Interrogé sur le peu de médias japonais présents lors de la conférence, Carlos Ghosn a reproché aux journalistes japonais de ne pas avoir analysé le discours du procureur japonais, et de ne pas avoir eu assez de recul dans son affaire.

Le Liban

L’ancien PDG de Renault-Nissan dit avoir choisi le Liban pour des considérations logistiques. Interrogé par les journalistes, il a assuré n’avoir aucune assurance du pouvoir libanais de ne pas être extradé mais se dit rassuré en raison de précédents, de lois et réitère sa confiance au président du Liban.

La France silencieuse

Carlos Ghosn a fait savoir qu’il ferait valoir ses droits vis-à-vis de Nissan et Renault devant la justice. Interrogé sur le fait de savoir s’il s’était senti soutenu par la France, Carlos Ghosn a botté en touche tout en montrant sa perplexité. « Comment vous seriez-vous senti à ma place ? » Il a rappelé sa citoyenneté française et dit qu’il souhaitait être traité « comme les autres, mais pas en dessous des autres ». Sur les circonstances de sa fuite, il n’a pas donné de détails comme il l’avait annoncé en début de conférence mais a expliqué s’être senti « en vie » après avoir réussi son évasion.
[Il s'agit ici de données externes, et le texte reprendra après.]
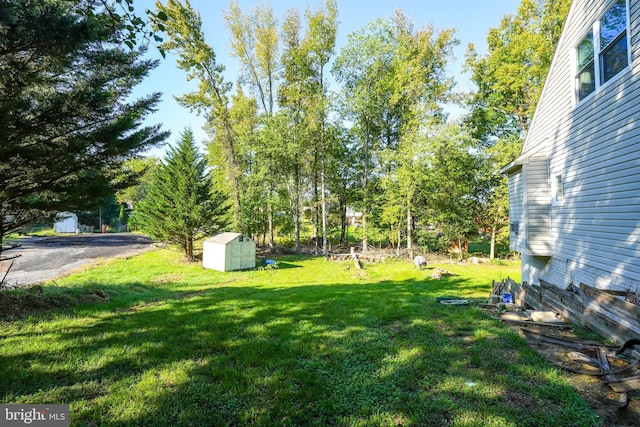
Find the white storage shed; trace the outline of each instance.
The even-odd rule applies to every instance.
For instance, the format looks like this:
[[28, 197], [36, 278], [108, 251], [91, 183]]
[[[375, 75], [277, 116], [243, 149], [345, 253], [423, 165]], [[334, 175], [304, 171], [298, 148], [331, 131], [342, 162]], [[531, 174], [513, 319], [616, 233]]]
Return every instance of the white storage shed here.
[[73, 212], [58, 212], [53, 223], [53, 231], [56, 233], [77, 233], [78, 215]]
[[240, 233], [220, 233], [204, 241], [202, 266], [218, 271], [256, 267], [256, 242]]

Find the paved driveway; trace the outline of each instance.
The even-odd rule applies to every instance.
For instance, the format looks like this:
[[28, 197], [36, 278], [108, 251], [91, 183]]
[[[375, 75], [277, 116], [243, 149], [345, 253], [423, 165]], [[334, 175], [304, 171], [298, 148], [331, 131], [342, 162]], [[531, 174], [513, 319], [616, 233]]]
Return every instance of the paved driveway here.
[[18, 287], [55, 279], [98, 259], [130, 256], [151, 249], [153, 241], [132, 233], [25, 237], [22, 245], [3, 255], [21, 256], [0, 263], [0, 280], [10, 267], [4, 286]]

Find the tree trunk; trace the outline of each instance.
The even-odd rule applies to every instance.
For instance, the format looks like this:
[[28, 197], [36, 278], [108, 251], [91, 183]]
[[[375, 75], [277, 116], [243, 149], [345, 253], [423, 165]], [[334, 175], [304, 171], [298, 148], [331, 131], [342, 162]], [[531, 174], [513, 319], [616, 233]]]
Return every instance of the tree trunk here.
[[411, 204], [407, 207], [407, 250], [409, 258], [413, 259], [413, 215], [411, 214]]
[[491, 227], [491, 250], [489, 252], [489, 259], [494, 259], [496, 257], [496, 233], [497, 227], [493, 225]]
[[298, 167], [296, 166], [294, 172], [294, 188], [295, 188], [295, 199], [294, 199], [294, 218], [293, 218], [293, 227], [296, 235], [296, 244], [294, 248], [295, 253], [300, 252], [300, 173], [298, 171]]

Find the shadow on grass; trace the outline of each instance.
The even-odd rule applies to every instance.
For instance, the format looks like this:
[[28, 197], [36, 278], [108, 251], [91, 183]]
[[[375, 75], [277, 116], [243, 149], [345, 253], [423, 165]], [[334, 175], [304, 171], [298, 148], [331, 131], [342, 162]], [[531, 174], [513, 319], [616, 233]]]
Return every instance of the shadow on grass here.
[[435, 302], [474, 286], [220, 286], [79, 307], [63, 327], [0, 333], [23, 344], [2, 356], [0, 393], [69, 403], [73, 425], [592, 424], [517, 335]]

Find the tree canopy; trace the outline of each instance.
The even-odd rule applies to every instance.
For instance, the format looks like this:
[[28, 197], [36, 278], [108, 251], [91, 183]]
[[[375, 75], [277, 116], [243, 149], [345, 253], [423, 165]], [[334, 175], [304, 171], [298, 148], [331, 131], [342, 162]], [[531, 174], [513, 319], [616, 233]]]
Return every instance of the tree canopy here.
[[[90, 8], [90, 9], [87, 9]], [[135, 173], [120, 165], [163, 141], [144, 126], [160, 94], [130, 100], [155, 66], [92, 1], [0, 7], [0, 236], [58, 209], [91, 206]], [[90, 10], [90, 13], [88, 12]]]
[[146, 233], [179, 245], [193, 260], [194, 241], [222, 230], [228, 208], [226, 196], [213, 189], [206, 159], [187, 129], [157, 166], [136, 219]]

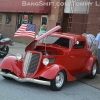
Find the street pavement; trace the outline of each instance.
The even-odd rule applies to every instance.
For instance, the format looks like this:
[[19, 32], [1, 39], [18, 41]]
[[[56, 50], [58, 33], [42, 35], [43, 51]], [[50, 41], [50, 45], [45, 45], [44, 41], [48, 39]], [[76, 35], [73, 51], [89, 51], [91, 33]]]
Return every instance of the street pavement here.
[[[13, 42], [13, 46], [9, 46], [9, 54], [16, 55], [17, 53], [21, 53], [24, 55], [26, 46], [22, 43]], [[79, 81], [100, 89], [100, 74], [97, 74], [94, 79], [82, 78]]]

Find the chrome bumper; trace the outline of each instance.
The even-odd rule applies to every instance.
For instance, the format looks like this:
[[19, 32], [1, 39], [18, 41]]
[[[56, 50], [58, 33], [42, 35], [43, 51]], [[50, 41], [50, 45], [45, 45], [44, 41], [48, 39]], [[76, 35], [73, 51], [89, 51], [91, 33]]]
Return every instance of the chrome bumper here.
[[50, 86], [50, 81], [43, 81], [43, 80], [32, 79], [32, 78], [19, 78], [15, 75], [12, 75], [12, 74], [9, 74], [9, 73], [4, 73], [4, 72], [1, 72], [1, 71], [0, 71], [0, 75], [12, 78], [12, 79], [19, 81], [19, 82], [32, 82], [32, 83]]

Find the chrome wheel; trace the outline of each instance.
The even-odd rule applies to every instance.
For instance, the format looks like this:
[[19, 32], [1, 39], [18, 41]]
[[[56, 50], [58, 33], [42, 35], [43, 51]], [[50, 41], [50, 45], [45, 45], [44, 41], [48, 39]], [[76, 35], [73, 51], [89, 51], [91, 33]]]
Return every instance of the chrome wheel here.
[[56, 86], [60, 88], [64, 83], [64, 74], [62, 72], [58, 73], [55, 81], [56, 81]]
[[88, 78], [93, 79], [96, 76], [97, 67], [98, 67], [97, 61], [95, 61], [94, 64], [92, 65], [91, 73], [88, 75]]
[[51, 80], [51, 89], [54, 91], [59, 91], [62, 89], [65, 82], [65, 72], [60, 71], [55, 79]]

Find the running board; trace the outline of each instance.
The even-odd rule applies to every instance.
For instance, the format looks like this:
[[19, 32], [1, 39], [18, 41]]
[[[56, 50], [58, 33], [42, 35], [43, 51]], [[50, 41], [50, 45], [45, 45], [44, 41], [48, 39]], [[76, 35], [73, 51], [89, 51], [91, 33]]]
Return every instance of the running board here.
[[32, 83], [50, 86], [50, 81], [43, 81], [43, 80], [32, 79], [32, 78], [19, 78], [15, 75], [12, 75], [9, 73], [4, 73], [4, 72], [0, 72], [0, 75], [12, 78], [12, 79], [19, 81], [19, 82], [32, 82]]

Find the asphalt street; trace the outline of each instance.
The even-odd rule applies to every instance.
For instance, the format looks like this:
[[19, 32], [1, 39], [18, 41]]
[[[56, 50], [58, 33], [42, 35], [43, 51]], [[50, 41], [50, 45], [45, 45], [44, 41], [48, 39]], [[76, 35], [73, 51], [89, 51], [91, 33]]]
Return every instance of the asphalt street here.
[[[0, 59], [1, 61], [2, 59]], [[0, 76], [0, 100], [99, 100], [100, 90], [84, 83], [67, 82], [61, 91], [48, 86], [20, 83]]]

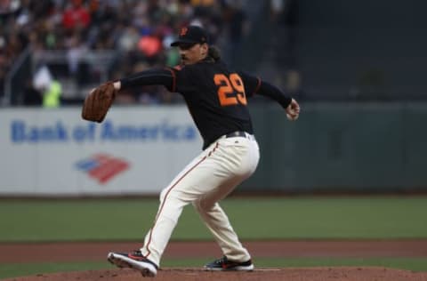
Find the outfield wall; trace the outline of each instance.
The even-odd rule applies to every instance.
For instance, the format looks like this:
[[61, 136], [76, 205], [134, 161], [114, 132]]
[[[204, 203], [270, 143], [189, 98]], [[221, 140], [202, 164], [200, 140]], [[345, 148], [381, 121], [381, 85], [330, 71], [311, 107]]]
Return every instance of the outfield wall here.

À une question d’un journaliste du quotidien français Libération sur sa réponse en cas d’éventuelle convocation d’un juge d’instruction français, M. Ghosn a dit qu’il répondrait présent. Sur le fait que, depuis 2012, il n’était plus résident fiscal en France, il tenu à préciser que la loi avait changé vis-à-vis des patrons français. Et que c’était normal que les patrons appliquent la nouvelle loi leur imposant la résidence fiscale en France. Et qu’à l’époque, il avait fait confiance à des fiscalistes. Interrogé par France 24 sur « une vie déconnectée de la réalité », Carlos Ghosn a reconnu avoir fait des choix à certains moments qu’ils regrettait, faisant référence à son refus de répondre à une offre généreuse de General Motors.

Quatre inculpations

Carlos Ghosn a été arrêté le 19 novembre 2018 à son arrivée à Tokyo à bord de son jet privé et a été détenu au total pendant cent trente jours.
Il fait l’objet de quatre inculpations au Japon : deux pour abus de confiance aggravé et deux pour des revenus différés non déclarés aux autorités boursières par Nissan (aussi poursuivi sur ce volet), notamment des montants qu’il devait toucher après sa retraite estimés par la justice à 9,23 milliards de yens (74 millions d’euros) de 2010 à 2018.